Trigeminal neuralgia is a disorder of one or both of the facial trigeminal nerves. It causes sufferers to experience shock-like or stabbing pain in the ear, eye, lips, nose, scalp, forehead, teeth or jaw.

Scientists from Spain have been looking into the effect pregabalin (sold as Lyrica) has on reducing the symptoms of trigeminal neuralgia.

Dr Concepcion Perez, of Hospital de La Princesa, Madrid, split 65 patients with the condition who had not received the agent before and had been resistant to previous analgesic therapy into two groups.

One was prescribed pregabalin alone, while the other used the drug alongside their current treatment, mainly non-steroidal anti-inflammatory drugs.

After 12 weeks of treatment, both groups showed a greater than 55% reduction in pain intensity, with almost 60% of responders showing pain reduction of more than 50%.
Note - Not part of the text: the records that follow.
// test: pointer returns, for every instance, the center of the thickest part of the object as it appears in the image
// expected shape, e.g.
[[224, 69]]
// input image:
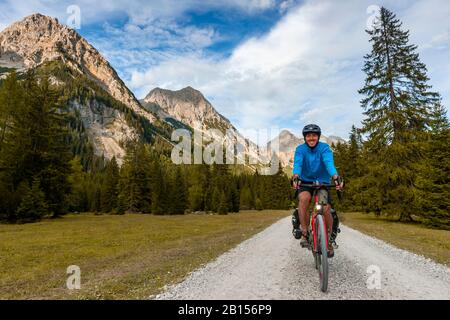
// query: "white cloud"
[[306, 69]]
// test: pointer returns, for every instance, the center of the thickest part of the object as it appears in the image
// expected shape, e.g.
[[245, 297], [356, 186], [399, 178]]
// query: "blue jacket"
[[314, 164]]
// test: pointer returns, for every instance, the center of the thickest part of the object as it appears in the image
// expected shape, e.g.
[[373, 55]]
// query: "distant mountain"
[[109, 112], [104, 112], [186, 105], [190, 107], [287, 142]]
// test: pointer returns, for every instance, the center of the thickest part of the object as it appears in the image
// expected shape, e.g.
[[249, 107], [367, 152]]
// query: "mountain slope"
[[188, 106], [102, 109], [38, 39], [286, 143]]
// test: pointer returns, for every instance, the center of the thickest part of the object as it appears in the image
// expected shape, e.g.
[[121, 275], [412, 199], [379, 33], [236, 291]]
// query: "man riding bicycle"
[[313, 161]]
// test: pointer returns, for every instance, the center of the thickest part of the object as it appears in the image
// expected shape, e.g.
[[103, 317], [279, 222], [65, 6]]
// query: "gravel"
[[272, 265]]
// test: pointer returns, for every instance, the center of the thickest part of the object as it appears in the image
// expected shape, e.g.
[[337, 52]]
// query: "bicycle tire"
[[323, 254]]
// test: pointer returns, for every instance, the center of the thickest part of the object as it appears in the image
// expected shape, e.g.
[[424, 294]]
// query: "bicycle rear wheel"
[[322, 255]]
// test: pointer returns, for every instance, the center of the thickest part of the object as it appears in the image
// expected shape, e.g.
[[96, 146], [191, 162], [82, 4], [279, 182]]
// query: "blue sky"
[[262, 63]]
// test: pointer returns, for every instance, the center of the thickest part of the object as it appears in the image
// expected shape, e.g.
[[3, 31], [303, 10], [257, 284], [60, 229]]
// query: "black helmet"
[[311, 128]]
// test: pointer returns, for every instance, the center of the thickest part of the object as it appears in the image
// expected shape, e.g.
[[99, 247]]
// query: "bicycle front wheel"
[[322, 255]]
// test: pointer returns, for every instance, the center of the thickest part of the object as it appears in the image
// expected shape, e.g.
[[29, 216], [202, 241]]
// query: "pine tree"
[[135, 192], [222, 208], [246, 199], [398, 105], [77, 199], [33, 206], [159, 195], [179, 193]]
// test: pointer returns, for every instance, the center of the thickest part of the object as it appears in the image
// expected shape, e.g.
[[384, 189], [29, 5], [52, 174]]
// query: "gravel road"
[[271, 265]]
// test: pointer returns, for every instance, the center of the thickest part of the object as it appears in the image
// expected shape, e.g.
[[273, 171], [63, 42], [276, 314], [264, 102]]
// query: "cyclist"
[[313, 161]]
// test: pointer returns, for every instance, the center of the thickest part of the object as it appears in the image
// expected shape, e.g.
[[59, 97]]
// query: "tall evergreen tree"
[[398, 105], [110, 187]]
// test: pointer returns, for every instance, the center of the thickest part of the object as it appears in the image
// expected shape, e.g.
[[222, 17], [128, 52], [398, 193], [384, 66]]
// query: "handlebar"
[[318, 186]]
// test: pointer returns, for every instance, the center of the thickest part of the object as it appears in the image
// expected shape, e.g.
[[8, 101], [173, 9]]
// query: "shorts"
[[311, 191]]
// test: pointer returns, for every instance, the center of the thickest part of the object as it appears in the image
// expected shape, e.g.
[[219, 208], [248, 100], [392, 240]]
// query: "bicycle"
[[318, 232]]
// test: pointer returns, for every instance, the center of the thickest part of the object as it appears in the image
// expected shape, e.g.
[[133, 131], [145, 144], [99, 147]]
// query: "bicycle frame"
[[313, 221]]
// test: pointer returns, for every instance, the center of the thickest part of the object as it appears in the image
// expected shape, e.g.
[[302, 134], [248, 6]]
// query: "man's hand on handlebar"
[[295, 182], [339, 182]]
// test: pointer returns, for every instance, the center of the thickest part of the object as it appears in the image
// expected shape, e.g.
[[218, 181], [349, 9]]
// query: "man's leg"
[[329, 219], [329, 222], [303, 204]]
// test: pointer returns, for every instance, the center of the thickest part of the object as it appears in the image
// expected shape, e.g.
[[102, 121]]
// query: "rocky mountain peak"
[[38, 39], [187, 105]]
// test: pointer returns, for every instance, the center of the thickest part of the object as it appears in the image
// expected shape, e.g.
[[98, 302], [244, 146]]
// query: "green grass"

There were also significant improvements in the reduction of anxiety and depression and many patients found they could sleep better.

Lead investigator Dr Perez said: “Our findings suggest that pregabalin could be a first choice therapy when treating painful trigeminal neuralgia under “real world” conditions, because it not only reduces the pain, but also its benefits extend to the associated symptoms of anxiety and depression and sleep disturbance-related symptoms – in a well-tolerated fashion.”